At the Village Hall in Red Hook:
Saturday, April 14 – Red Hook Community Arts Network (Red Hook CAN) partners with Oblong Books & Music to host a Read Local Red Hook Literary Festival: a free day of events celebrating local authors including a 10 a.m. storytime with David Soman and Jacky Davis of Ladybug Girl fame and Peter McCarty reading The Monster Returns. At noon, middle grade/Young Adult authors Nancy Castaldo (Leap into Space), Jennifer Castle (The Beginning After), Michael Northrop (Plunked) and Robin Palmer (Lucy B. Parker) will present a reading and panel discussion. At 2 p.m. Nina Shengold (Clearcut) talks with Thelma Adams (Playdate), Mary-Beth Hughes (Double Happiness: Stories) and Edie Meidav (Lola, California). At 4 p.m. keynote speaker John Sayles, the award-winning author and filmmaker, will read from and discuss his book A Moment in the Sun.

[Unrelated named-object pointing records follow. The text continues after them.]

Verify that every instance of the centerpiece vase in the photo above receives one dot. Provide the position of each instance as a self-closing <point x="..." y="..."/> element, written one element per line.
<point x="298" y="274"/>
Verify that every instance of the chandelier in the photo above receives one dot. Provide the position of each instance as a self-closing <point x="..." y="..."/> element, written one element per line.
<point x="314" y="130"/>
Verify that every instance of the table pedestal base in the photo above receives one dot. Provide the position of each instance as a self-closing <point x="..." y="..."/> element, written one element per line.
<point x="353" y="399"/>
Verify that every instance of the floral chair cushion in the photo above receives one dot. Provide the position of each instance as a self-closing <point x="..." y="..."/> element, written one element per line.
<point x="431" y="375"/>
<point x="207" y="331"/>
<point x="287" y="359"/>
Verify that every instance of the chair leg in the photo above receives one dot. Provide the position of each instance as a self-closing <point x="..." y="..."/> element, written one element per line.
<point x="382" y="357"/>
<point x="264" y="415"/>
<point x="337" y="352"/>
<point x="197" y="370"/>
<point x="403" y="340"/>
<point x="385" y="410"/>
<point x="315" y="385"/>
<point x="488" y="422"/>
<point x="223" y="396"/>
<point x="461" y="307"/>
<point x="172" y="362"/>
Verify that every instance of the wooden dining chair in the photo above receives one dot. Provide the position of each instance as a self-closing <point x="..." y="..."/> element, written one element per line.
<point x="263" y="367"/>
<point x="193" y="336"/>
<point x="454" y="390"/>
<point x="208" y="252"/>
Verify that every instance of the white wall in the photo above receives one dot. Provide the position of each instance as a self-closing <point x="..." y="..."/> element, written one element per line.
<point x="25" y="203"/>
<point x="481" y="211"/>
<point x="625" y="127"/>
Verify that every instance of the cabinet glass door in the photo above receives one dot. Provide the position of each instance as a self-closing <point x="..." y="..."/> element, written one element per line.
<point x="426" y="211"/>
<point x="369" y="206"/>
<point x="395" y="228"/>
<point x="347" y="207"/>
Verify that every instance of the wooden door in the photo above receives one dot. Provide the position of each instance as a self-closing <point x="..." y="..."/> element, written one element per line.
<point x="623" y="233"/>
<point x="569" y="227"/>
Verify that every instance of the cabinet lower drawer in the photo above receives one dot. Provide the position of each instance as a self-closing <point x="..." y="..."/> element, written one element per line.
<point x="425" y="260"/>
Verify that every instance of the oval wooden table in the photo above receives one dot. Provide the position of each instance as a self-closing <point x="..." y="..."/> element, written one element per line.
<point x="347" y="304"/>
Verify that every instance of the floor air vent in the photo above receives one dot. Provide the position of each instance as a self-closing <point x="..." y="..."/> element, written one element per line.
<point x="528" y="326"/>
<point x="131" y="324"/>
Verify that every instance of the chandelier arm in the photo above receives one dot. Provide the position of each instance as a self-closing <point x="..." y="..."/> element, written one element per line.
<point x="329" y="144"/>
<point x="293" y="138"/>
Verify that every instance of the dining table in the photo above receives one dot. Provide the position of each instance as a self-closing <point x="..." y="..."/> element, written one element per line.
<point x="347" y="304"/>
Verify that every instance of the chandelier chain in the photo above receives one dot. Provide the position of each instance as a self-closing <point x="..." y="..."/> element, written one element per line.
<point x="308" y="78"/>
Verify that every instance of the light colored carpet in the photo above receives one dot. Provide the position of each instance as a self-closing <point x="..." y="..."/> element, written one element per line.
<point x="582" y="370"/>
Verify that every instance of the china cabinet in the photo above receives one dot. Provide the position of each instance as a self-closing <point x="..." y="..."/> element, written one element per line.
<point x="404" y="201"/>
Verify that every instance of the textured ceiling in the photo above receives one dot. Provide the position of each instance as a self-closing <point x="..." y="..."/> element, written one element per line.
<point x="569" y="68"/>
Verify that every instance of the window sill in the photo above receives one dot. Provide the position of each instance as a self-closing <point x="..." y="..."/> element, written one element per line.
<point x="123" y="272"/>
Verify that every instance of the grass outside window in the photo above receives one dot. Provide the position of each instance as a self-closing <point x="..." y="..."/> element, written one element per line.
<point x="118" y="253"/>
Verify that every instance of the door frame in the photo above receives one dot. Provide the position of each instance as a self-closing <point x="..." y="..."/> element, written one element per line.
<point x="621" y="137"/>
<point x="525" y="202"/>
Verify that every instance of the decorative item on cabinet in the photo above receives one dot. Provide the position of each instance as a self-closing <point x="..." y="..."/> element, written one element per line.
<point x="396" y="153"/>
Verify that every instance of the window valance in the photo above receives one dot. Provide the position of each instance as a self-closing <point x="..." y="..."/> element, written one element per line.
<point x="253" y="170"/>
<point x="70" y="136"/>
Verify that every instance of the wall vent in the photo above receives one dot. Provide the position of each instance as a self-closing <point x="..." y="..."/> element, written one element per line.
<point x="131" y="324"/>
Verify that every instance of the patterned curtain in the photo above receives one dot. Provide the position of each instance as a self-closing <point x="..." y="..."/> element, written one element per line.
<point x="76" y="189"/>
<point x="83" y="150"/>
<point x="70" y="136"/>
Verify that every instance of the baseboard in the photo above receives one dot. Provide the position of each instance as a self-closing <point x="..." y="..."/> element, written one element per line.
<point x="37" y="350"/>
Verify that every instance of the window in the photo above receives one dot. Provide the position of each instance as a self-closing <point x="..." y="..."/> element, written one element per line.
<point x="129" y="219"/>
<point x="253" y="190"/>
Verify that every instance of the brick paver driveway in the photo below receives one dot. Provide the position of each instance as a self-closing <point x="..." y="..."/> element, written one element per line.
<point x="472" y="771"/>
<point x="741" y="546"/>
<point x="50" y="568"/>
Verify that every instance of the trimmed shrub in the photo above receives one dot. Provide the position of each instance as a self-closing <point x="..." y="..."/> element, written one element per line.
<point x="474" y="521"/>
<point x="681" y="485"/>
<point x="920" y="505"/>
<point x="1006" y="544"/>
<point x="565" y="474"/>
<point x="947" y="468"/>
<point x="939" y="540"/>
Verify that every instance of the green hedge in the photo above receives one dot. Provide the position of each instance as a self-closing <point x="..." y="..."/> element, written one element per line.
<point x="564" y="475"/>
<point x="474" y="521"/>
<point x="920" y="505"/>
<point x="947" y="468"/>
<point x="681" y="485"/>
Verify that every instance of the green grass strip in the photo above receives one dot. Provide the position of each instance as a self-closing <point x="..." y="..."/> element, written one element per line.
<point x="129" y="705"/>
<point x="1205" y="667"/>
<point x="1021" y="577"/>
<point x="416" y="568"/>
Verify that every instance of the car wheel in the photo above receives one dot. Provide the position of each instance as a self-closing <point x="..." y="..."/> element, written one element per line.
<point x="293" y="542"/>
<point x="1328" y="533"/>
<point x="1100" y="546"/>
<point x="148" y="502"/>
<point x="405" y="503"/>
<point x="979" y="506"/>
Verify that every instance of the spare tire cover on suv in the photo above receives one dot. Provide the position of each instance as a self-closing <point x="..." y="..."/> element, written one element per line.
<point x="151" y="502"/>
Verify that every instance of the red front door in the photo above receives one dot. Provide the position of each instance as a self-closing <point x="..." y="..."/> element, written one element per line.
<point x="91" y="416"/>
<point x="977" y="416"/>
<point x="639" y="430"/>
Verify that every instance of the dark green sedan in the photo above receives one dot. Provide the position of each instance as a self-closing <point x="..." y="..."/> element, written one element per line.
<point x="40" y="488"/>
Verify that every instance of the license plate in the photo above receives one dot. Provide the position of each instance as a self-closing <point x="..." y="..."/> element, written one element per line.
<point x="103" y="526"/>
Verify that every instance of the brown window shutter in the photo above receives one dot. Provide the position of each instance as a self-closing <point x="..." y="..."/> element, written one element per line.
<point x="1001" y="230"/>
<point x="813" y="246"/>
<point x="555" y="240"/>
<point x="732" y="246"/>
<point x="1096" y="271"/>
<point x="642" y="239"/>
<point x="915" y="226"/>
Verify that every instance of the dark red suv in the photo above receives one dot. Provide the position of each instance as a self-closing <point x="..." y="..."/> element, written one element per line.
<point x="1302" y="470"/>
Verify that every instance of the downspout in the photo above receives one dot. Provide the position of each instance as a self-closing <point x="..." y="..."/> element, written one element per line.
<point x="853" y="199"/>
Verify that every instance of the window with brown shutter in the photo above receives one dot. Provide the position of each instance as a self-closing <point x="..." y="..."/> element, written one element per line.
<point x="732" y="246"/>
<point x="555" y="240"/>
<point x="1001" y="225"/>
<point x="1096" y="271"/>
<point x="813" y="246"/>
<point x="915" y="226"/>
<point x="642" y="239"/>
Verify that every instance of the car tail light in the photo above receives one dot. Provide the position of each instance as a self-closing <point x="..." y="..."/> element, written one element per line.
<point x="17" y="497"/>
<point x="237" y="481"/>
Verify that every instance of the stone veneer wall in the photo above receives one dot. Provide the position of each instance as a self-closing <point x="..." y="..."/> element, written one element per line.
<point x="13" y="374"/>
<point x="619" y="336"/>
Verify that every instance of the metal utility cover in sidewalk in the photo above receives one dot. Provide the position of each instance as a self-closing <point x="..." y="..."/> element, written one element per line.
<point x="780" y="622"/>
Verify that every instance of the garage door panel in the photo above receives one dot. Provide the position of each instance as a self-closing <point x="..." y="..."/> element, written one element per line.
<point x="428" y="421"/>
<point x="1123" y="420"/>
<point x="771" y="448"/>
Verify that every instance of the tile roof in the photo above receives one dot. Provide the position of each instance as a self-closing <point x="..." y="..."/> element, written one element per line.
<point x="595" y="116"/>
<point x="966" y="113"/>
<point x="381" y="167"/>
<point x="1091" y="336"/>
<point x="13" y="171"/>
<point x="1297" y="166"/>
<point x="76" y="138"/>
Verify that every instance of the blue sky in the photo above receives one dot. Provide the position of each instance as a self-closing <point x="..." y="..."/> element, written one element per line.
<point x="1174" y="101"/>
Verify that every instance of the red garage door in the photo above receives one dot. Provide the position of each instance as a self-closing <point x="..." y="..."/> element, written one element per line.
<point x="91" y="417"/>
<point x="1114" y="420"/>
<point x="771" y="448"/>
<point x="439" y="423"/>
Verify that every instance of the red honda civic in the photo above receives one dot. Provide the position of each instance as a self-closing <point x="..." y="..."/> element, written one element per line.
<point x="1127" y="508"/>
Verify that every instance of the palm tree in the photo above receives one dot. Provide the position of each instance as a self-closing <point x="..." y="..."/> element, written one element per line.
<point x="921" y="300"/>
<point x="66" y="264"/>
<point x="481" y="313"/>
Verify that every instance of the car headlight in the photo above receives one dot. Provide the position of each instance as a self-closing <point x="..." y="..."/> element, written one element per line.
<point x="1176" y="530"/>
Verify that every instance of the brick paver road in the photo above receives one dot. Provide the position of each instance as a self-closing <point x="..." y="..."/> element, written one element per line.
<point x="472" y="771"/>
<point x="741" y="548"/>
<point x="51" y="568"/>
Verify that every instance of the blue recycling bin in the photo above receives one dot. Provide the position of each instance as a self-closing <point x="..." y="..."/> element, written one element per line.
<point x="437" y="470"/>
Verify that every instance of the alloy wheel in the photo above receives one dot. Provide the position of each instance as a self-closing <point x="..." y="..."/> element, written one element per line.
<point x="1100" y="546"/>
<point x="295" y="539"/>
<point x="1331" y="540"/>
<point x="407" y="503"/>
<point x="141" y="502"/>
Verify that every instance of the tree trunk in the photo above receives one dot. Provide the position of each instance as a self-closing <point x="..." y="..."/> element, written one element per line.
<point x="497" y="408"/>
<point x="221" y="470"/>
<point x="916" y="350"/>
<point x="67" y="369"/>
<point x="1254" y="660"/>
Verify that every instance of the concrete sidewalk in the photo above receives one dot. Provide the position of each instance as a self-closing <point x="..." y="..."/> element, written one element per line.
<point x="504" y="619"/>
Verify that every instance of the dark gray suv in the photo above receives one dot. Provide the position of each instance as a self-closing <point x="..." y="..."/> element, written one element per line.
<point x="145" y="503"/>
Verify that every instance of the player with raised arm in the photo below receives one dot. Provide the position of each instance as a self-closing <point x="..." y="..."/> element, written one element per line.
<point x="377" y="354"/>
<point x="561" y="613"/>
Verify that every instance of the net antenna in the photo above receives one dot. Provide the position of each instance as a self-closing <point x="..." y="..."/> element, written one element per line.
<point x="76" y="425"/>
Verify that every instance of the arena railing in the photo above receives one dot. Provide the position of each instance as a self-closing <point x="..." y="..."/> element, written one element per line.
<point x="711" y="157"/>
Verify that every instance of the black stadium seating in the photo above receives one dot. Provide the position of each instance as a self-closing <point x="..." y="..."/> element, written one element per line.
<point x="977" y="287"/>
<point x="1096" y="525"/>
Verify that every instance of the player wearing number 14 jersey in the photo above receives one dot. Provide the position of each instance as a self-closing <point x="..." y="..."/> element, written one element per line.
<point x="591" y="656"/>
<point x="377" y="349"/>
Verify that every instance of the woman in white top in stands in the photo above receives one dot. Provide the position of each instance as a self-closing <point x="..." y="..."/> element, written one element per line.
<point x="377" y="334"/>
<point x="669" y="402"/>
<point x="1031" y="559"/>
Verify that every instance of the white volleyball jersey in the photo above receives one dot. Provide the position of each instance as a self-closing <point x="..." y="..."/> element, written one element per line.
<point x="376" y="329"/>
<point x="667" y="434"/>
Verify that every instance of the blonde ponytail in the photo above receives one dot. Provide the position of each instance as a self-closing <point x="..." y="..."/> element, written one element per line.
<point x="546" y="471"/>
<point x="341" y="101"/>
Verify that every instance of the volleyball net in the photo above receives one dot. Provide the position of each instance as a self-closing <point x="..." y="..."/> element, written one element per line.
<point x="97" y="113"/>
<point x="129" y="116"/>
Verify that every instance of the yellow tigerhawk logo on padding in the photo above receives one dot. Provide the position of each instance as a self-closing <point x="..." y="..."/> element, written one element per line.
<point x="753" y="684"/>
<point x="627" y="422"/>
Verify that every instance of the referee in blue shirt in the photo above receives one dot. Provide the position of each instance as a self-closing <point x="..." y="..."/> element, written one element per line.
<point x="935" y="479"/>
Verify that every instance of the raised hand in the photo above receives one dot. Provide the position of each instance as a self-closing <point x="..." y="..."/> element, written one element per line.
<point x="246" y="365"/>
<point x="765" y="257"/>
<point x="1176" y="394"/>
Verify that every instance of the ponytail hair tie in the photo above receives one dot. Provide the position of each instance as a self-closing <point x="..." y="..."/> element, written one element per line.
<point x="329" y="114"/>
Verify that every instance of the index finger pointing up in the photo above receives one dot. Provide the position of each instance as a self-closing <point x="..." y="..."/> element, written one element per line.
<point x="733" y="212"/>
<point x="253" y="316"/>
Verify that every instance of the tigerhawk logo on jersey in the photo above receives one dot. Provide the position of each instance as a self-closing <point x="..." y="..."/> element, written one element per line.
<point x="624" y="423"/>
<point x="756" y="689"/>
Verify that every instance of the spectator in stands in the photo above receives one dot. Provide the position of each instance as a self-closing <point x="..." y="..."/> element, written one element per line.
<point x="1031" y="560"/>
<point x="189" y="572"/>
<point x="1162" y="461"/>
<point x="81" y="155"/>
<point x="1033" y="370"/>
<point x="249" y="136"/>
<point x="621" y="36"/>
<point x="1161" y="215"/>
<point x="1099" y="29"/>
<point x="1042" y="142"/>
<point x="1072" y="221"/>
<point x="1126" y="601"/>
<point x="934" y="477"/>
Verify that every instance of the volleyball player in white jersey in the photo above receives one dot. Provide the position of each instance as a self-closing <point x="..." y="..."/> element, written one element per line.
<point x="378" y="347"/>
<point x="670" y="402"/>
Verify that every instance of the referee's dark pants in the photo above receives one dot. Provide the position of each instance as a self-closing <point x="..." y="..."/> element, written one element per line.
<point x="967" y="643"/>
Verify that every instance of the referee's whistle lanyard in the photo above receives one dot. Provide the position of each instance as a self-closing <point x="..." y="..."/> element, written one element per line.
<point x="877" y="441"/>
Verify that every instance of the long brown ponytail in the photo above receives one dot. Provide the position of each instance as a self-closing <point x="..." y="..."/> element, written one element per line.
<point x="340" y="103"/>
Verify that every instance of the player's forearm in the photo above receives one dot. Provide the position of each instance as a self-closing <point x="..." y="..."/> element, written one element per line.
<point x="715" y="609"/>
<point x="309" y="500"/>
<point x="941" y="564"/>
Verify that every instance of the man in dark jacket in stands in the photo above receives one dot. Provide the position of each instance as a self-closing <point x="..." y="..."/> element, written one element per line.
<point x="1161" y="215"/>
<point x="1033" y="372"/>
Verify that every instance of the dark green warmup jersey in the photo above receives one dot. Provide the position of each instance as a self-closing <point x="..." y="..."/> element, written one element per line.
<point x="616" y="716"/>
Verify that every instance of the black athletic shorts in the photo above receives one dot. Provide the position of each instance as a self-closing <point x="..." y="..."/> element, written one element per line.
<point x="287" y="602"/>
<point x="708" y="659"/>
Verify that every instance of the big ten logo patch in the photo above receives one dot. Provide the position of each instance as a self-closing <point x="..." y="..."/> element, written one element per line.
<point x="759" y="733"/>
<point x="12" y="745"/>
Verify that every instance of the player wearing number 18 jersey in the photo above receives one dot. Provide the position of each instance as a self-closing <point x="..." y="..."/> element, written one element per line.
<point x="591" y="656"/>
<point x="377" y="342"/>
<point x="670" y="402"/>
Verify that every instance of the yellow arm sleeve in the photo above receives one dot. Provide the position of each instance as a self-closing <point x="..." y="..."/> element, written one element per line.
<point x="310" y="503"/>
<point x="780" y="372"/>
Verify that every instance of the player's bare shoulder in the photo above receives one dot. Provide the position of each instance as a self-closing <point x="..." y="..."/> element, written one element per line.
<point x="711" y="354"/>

At Vassar College in Poughkeepsie:
Monday, April 2, at 7 p.m. in the Villard Room of the Main Building – Pulitzer Prizewinning journalist Isabel Wilkerson will discuss her acclaimed book The Warmth of Other Suns: The Epic Story of America’s Great Migration, documenting the millions of African-Americans who left the US South between 1915 and 1970 looking for a better life in northern and western cities. Wilkerson is currently professor of Journalism and director of Narrative Nonfiction at the Boston University College of Communication. This lecture is free and open to the public. Earlier in the day, from 5 to 6:30 p.m. at the Vassar College Alumnae House, the college will host a reception to benefit Poughkeepsie’s Catharine Street Community Center. Voluntary contributions will be welcomed.